Au moment de la signature, le notaire ajoute une provision afin de couvrir les dépenses engendrées par les démarches et l’établissement des documents nécessaires à la vente. On parle également de frais de débours. Cette provision s’élève généralement à 1 200 euros. Le professionnel effectue une régularisation lorsque toutes les formalités sont terminées. Vous pouvez alors récupérer l’éventuel trop-perçu.

  • La contribution de sécurité immobilière

Cette taxe est payée à l’État et couvre les formalités nécessaires à l’enregistrement auprès du service de publicité foncière. 

À noter : la mention « frais de notaire » n’est pas tout à fait exacte lorsque l’on évoque un achat immobilier. En réalité, il faudrait utiliser le terme « frais d’acquisition ». Il traduit mieux le fait que la somme représente non seulement les émoluments du professionnel mais également les droits de mutation, taxes et frais de débours liés à la transaction.

Frais de notaire : questions fréquentes 

Que se passe-t-il lorsque plusieurs notaires interviennent dans le cadre de la vente ?

Il arrive que l’acheteur et le vendeur veuillent tous deux faire intervenir leur propre notaire. Cela ne change pas le montant des frais d’acquisition. Les deux notaires se partagent la somme versée au prorata des démarches qu’ils ont respectivement effectuées. 

Qui doit s’acquitter des frais de notaire ?

Les frais de notaire sont toujours payés par l’acheteur du bien immobilier.

Comment obtenir une estimation des frais d’acquisition ?

Vous pouvez retenir la règle suivante :

  • Dans l’ancien ou pour un terrain, les frais s’élèvent à environ 8 % du prix de vente,
  • Dans le neuf, le pourcentage est plutôt de l’ordre de 2 ou 3 %.

Pour un calcul plus précis, il vous suffit d’entrer le type, le montant et la localisation de votre bien dans notre outil de simulation en ligne. 

Peut-on négocier les frais de notaire ?

Les notaires disposent d’une faible marge de manœuvre, dans le cas où le prix de vente est supérieur à 100 000 euros. 

Ils peuvent vous accorder une remise de 20 % sur leurs émoluments uniquement. Cette remise est calculée sur la part du prix excédant les 100 000 euros. Elle n’est autorisée que si le professionnel l’accorde à l’ensemble de sa clientèle dans les conditions décrites.

À quel moment faut-il payer les frais d’acquisition ?

L’acheteur doit régler les frais d’acquisition par virement avant la signature de l’acte authentique. Une fois que son achat est entièrement finalisé, le notaire procède à une régularisation et peut le rembourser de l’excédent perçu pour régler les formalités diverses.

Quelle est la différence entre émoluments et honoraires ?

En droit français, les émoluments désignent la rémunération du notaire pour les actes réglementés. Leur montant est fixé par la loi. 

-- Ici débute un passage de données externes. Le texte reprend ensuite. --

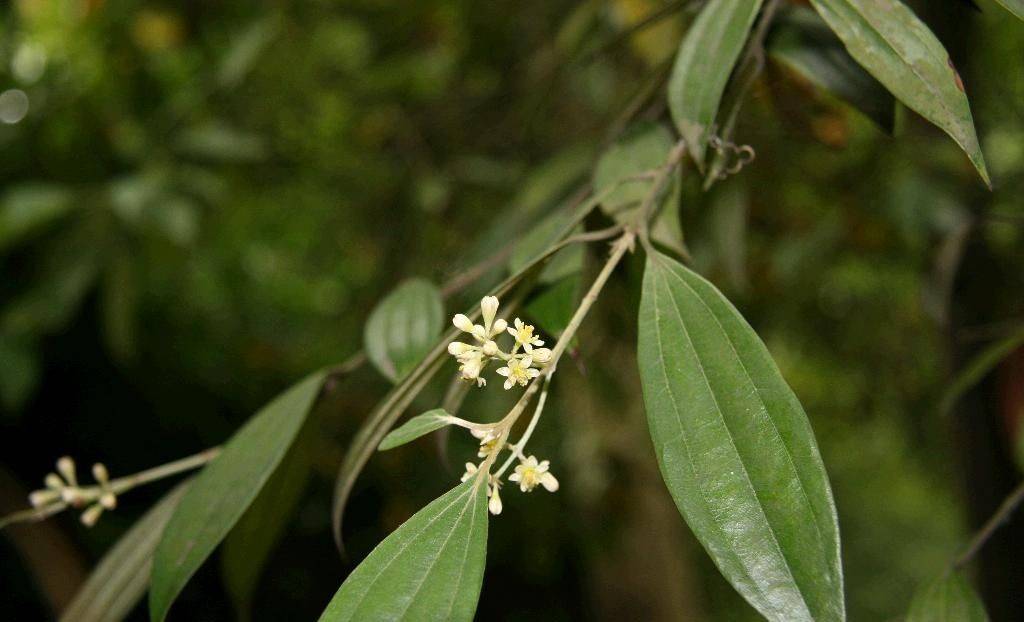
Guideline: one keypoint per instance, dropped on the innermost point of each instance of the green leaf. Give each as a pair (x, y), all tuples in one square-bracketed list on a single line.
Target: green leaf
[(121, 578), (431, 568), (403, 327), (979, 367), (224, 489), (29, 208), (643, 148), (254, 538), (888, 40), (416, 427), (803, 43), (706, 58), (245, 49), (948, 598), (735, 449), (1014, 6)]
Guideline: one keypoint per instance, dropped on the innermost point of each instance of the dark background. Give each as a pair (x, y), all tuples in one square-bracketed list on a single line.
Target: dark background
[(205, 200)]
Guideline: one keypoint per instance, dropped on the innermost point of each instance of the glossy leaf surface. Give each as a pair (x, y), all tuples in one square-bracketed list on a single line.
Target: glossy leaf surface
[(431, 568), (224, 489), (896, 47), (735, 449)]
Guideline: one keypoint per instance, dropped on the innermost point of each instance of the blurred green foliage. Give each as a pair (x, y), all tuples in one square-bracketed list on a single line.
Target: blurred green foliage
[(205, 200)]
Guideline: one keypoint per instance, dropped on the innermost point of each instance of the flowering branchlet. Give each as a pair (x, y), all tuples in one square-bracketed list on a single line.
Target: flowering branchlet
[(529, 472), (474, 358), (62, 488), (521, 363)]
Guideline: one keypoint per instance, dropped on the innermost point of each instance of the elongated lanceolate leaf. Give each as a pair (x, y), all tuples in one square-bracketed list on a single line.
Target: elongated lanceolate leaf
[(896, 47), (706, 58), (803, 43), (431, 568), (250, 543), (121, 578), (403, 327), (735, 449), (416, 427), (1014, 6), (948, 598), (223, 491)]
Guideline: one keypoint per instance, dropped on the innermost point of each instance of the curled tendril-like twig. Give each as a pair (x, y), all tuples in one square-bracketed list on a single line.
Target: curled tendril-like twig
[(735, 157)]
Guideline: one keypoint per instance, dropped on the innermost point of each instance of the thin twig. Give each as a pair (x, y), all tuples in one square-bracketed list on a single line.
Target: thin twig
[(89, 494), (646, 22), (1001, 514)]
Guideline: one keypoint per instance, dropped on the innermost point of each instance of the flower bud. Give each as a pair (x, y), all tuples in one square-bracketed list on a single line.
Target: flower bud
[(100, 473), (90, 515), (488, 306), (462, 323), (541, 355)]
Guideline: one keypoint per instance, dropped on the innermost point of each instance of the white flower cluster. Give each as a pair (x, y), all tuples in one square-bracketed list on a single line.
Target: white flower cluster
[(521, 363), (62, 487), (519, 367), (528, 473)]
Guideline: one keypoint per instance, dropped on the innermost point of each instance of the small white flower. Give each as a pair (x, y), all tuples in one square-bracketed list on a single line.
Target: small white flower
[(529, 472), (495, 504), (462, 323), (488, 308), (472, 365), (541, 355), (470, 471), (523, 334), (459, 349), (518, 372)]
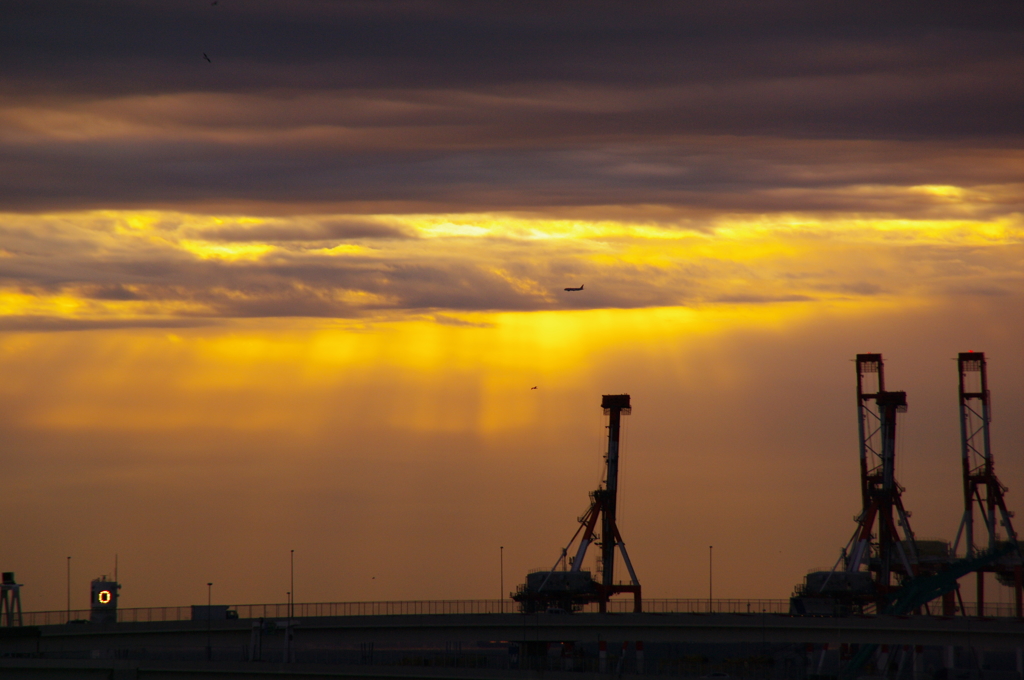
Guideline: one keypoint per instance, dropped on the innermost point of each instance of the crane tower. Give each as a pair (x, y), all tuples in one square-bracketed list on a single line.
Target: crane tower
[(982, 490), (571, 587)]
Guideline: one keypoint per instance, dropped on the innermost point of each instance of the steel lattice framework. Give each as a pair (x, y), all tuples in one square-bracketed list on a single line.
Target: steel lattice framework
[(884, 540)]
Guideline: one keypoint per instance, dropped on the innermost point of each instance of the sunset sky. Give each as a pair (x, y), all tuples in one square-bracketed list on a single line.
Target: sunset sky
[(296, 296)]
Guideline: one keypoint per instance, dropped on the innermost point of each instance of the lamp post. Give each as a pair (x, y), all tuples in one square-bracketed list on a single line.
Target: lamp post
[(711, 576), (209, 618)]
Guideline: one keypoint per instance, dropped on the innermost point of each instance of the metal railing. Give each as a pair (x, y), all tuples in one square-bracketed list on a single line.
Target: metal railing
[(408, 607)]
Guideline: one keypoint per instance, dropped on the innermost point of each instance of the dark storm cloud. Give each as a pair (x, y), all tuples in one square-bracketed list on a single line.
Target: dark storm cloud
[(722, 174), (36, 324), (488, 105), (326, 229)]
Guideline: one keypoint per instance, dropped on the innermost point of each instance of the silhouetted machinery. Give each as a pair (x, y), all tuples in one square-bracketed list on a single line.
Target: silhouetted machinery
[(103, 601), (885, 567), (10, 600), (569, 588)]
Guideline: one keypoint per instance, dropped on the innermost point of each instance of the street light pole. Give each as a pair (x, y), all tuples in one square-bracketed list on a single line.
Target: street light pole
[(711, 576), (209, 618)]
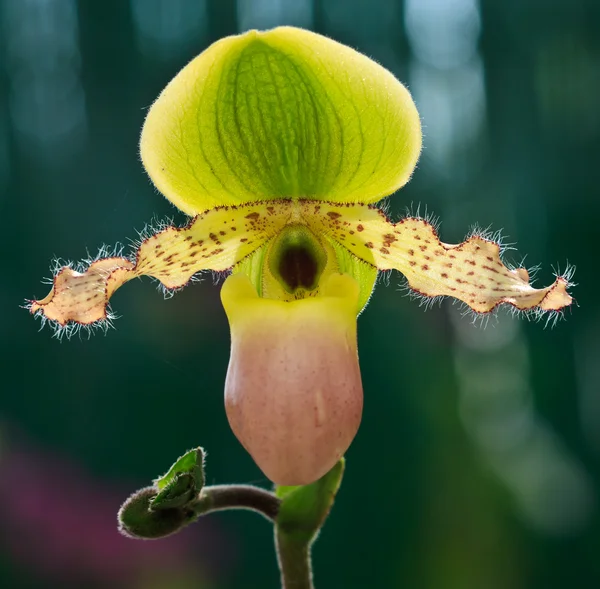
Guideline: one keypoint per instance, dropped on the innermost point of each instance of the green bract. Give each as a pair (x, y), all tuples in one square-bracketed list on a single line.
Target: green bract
[(278, 114)]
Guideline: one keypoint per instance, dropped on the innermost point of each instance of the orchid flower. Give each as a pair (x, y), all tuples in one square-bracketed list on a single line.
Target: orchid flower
[(277, 144)]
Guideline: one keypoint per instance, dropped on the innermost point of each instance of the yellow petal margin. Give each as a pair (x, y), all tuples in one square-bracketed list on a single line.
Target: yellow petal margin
[(280, 114), (215, 240), (471, 272)]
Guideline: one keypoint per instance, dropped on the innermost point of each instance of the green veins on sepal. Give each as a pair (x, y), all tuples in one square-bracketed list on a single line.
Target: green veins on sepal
[(279, 114)]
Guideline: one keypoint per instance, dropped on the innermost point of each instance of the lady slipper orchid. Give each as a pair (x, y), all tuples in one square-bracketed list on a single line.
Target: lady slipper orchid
[(276, 144)]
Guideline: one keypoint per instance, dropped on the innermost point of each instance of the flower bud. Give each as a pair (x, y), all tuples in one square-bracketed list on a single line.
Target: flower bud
[(293, 392)]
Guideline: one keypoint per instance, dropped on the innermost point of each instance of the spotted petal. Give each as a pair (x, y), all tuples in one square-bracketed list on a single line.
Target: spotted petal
[(215, 240), (471, 271)]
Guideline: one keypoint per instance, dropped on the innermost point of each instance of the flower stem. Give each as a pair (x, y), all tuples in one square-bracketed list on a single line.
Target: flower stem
[(294, 561), (221, 497)]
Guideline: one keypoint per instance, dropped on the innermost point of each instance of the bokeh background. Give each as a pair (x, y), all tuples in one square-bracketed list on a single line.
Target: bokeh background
[(476, 466)]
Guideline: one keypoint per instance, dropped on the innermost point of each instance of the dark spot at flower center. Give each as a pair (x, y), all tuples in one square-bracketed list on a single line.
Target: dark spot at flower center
[(298, 268)]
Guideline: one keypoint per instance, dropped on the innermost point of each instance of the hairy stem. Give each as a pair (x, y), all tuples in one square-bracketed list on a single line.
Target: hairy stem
[(220, 497), (293, 557)]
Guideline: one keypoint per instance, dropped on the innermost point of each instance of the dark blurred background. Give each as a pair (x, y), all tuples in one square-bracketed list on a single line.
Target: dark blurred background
[(476, 466)]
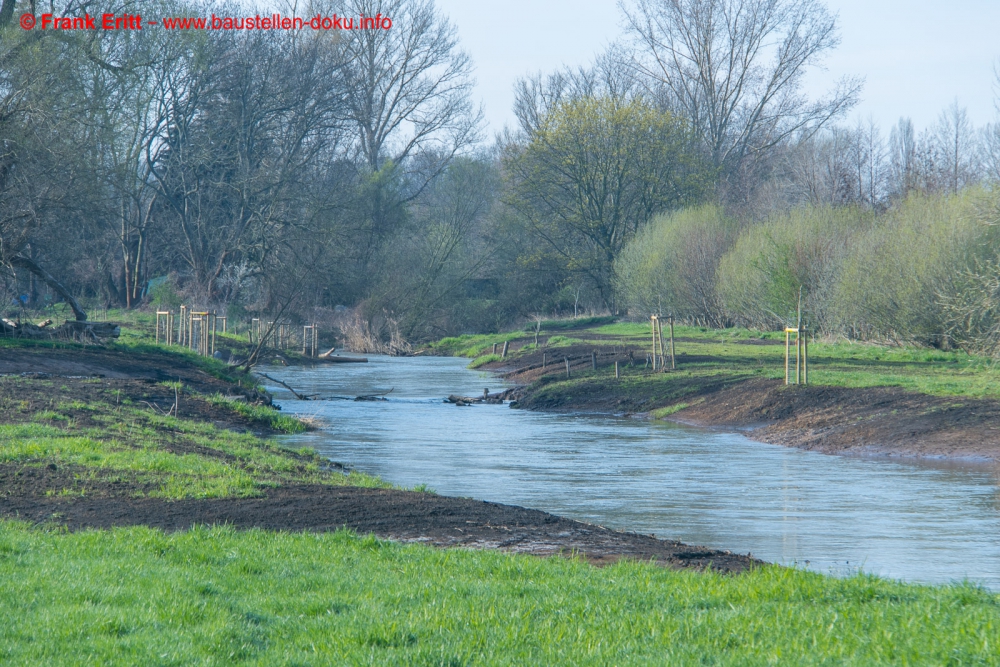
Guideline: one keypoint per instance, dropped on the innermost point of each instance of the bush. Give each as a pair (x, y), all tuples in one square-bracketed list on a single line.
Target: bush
[(670, 266), (904, 270), (760, 277)]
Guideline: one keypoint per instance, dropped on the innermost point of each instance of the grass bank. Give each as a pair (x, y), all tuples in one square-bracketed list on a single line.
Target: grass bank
[(220, 596), (861, 399)]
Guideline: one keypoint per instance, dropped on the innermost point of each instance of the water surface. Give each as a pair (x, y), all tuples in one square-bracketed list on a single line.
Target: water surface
[(828, 513)]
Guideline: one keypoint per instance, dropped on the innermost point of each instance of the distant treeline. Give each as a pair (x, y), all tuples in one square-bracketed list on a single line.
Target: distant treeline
[(345, 177)]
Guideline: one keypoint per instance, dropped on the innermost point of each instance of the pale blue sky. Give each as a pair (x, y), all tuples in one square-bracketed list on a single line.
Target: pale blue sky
[(917, 56)]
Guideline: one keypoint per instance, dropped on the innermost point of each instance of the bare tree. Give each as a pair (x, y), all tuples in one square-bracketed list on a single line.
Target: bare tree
[(956, 146), (902, 158), (408, 87), (735, 68)]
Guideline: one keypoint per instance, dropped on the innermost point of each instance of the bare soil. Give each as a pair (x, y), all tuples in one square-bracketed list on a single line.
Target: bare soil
[(405, 516), (879, 421), (47, 493), (876, 421)]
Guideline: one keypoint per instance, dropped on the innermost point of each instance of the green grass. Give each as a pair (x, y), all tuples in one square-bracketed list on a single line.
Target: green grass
[(571, 323), (170, 457), (219, 596), (839, 363), (473, 345)]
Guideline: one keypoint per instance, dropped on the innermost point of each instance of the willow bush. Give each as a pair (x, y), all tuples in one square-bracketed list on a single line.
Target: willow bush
[(670, 265), (759, 279), (908, 277)]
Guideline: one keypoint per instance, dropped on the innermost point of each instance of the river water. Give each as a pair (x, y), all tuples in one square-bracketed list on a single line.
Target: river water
[(832, 514)]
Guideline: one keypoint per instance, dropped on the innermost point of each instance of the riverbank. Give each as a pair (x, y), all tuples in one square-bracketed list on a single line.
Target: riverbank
[(863, 400), (123, 436), (106, 556)]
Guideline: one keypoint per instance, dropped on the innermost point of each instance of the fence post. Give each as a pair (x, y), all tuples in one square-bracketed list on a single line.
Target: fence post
[(805, 356), (673, 358)]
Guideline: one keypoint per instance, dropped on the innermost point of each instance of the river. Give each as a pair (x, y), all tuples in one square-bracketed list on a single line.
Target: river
[(916, 522)]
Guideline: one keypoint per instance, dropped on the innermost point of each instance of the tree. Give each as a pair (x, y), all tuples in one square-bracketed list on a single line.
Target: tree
[(734, 68), (594, 172)]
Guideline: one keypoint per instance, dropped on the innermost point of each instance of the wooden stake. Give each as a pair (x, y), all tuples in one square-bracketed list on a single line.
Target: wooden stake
[(805, 357), (673, 358), (787, 352)]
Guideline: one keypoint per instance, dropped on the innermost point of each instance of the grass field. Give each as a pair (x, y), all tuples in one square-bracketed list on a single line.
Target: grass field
[(218, 596), (223, 596), (732, 353)]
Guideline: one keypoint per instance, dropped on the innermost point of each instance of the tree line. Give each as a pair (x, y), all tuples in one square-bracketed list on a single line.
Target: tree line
[(346, 177)]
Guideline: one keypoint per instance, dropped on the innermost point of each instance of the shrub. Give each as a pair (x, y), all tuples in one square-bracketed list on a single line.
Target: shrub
[(670, 266), (904, 269)]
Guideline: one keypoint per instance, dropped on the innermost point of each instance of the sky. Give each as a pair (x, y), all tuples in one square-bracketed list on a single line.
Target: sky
[(917, 56)]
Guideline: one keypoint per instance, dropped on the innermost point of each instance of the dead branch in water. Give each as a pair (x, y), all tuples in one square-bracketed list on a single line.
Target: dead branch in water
[(301, 397)]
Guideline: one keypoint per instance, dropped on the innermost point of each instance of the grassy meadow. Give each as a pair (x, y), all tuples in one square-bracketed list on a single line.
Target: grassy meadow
[(733, 355), (219, 596)]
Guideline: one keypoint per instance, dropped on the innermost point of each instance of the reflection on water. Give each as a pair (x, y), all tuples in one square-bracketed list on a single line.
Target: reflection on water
[(931, 524)]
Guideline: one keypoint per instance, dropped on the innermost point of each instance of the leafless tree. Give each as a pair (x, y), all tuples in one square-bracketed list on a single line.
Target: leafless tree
[(902, 158), (735, 68), (407, 87)]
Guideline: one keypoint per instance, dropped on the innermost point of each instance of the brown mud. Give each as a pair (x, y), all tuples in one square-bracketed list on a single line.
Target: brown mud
[(873, 421), (404, 516), (44, 492)]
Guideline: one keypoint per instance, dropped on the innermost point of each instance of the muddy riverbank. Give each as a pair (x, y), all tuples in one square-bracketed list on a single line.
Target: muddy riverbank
[(869, 421), (74, 391)]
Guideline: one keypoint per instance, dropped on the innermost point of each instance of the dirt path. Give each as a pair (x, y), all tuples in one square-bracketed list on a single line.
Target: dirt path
[(404, 516), (874, 421), (72, 380)]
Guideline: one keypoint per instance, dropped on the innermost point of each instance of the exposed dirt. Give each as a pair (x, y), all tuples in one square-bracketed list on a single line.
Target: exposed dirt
[(882, 421), (398, 515), (877, 421), (39, 379)]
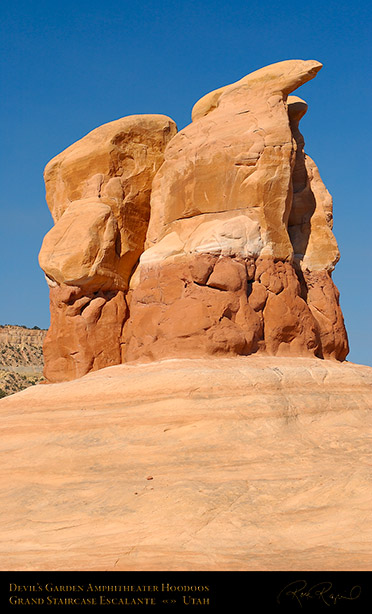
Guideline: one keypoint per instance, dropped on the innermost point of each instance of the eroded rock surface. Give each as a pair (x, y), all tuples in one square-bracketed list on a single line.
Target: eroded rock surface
[(233, 222), (256, 464), (98, 191), (238, 198)]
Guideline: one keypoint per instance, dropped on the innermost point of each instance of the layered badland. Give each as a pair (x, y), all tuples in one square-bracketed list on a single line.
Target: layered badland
[(214, 424)]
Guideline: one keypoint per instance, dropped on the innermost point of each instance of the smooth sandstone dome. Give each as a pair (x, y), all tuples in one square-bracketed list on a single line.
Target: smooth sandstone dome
[(258, 463)]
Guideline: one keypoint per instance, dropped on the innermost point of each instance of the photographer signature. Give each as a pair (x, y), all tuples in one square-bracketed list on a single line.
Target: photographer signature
[(324, 591)]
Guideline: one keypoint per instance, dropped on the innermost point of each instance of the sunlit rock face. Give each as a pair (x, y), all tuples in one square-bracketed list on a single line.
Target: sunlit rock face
[(240, 247), (214, 240)]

La définition du terme « honoraires » indique qu’il s’agit de la rétribution des personnes exerçant une profession libérale. Dans le cas des notaires, ces honoraires correspondent à la rémunération perçue pour les prestations dont le montant est fixé librement. Un exemple : le notaire peut aider vendeur et acquéreur dans leur négociation immobilière.


À retenir :

  • Les frais de notaire sont en réalité des frais d’acquisition ;
  • Ils comprennent les droits de mutation (taxes) prélevés par l’État au titre de la publicité foncière, les émoluments du notaire, la contribution de sécurité immobilière et les frais de débours permettant de couvrir toutes les démarches ;
  • Ils concernent aussi bien l’achat d’un logement que d’un terrain. 
  • Le montant des frais de notaire (ou d’acquisition) est réglementé et correspond à un pourcentage du prix de la transaction. Le taux est d’environ 8 % dans l’ancien et 3 % dans le neuf.